Le Dr Owen Siggs, co-premier auteur de l'étude du Collège de médecine et de santé publique de l'Université Flinders, a étudié la variante du gène TNFAIP3 à l'échelle mondiale.

En étudiant les données de séquence du génome de centaines de populations humaines différentes à travers le monde, les chercheurs ont pu découvrir que la variante I207L était courante chez les personnes dans toute l'Océanie.

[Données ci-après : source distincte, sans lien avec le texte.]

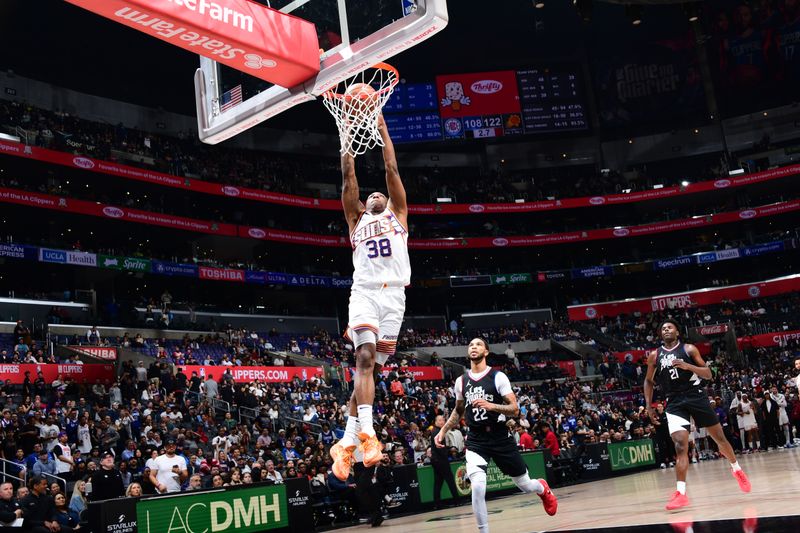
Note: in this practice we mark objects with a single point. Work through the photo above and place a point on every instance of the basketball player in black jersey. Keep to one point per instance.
(679, 371)
(485, 395)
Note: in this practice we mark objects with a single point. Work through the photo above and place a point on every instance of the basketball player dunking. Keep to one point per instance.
(679, 371)
(485, 395)
(381, 270)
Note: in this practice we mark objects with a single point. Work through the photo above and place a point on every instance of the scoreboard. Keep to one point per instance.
(488, 104)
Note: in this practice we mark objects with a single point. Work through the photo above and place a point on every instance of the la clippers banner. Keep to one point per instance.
(218, 189)
(420, 373)
(91, 373)
(105, 353)
(82, 207)
(266, 374)
(243, 35)
(766, 340)
(745, 291)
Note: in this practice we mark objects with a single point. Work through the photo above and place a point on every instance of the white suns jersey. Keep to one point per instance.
(380, 251)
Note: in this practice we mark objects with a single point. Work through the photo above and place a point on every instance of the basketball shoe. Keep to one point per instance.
(372, 449)
(549, 499)
(677, 501)
(342, 460)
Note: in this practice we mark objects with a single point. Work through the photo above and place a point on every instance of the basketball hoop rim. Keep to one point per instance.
(395, 79)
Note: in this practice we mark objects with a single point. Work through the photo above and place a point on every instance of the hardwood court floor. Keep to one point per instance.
(636, 499)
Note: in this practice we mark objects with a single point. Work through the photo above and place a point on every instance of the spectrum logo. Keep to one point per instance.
(83, 162)
(113, 212)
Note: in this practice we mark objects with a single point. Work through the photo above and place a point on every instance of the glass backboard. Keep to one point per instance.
(353, 35)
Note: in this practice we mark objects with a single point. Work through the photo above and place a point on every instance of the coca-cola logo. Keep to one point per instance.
(487, 87)
(113, 212)
(83, 162)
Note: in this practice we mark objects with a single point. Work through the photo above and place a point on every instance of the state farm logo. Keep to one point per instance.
(113, 212)
(255, 61)
(487, 86)
(82, 162)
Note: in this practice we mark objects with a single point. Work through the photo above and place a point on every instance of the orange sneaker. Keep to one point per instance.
(342, 461)
(677, 501)
(549, 499)
(372, 449)
(741, 477)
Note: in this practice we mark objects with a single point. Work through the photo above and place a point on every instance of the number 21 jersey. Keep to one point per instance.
(380, 252)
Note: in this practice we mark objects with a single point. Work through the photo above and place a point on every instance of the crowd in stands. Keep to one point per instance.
(186, 156)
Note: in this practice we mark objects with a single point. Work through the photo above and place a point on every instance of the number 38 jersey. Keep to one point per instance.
(490, 385)
(675, 381)
(380, 252)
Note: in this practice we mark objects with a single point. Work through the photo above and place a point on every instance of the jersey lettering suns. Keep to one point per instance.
(380, 251)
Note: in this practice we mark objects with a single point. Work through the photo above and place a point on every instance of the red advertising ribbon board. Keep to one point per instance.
(218, 189)
(745, 291)
(80, 373)
(247, 374)
(243, 35)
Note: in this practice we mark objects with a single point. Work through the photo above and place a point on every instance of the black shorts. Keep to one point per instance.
(503, 452)
(681, 409)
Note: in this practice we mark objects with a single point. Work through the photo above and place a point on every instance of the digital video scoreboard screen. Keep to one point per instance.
(488, 104)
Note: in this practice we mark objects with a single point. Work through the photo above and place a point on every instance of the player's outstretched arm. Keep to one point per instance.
(350, 201)
(397, 193)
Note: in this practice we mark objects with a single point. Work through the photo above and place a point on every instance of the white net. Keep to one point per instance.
(356, 104)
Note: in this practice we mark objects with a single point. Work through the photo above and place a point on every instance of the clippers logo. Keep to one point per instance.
(487, 87)
(113, 212)
(83, 162)
(256, 62)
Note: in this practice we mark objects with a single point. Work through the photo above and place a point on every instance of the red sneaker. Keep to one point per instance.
(741, 477)
(549, 499)
(677, 501)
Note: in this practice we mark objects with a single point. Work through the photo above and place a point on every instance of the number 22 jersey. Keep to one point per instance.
(380, 251)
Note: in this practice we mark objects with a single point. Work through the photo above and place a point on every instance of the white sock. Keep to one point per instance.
(528, 485)
(478, 484)
(350, 432)
(365, 419)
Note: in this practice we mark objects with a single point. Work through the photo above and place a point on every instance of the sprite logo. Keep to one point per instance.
(243, 511)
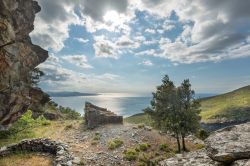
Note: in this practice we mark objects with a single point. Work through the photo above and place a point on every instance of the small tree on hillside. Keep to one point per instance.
(164, 109)
(175, 110)
(189, 111)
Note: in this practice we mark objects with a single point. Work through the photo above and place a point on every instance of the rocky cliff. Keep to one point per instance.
(18, 58)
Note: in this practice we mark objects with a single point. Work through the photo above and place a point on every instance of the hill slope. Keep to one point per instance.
(232, 106)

En outre, l'équipe a également trouvé la variante I207L dans l'os de doigt âgé de 50000 ans d'une fille de Denisova dans une grotte en Sibérie.

Le Dr Siggs a commenté que "établir cette connexion était extrêmement excitant."

La raison pour laquelle le gène peut être attribué aux Denisoviens, et non aux Néandertaliens, par exemple, est que le variant I207L était absent des restes de Néandertaliens de la même grotte.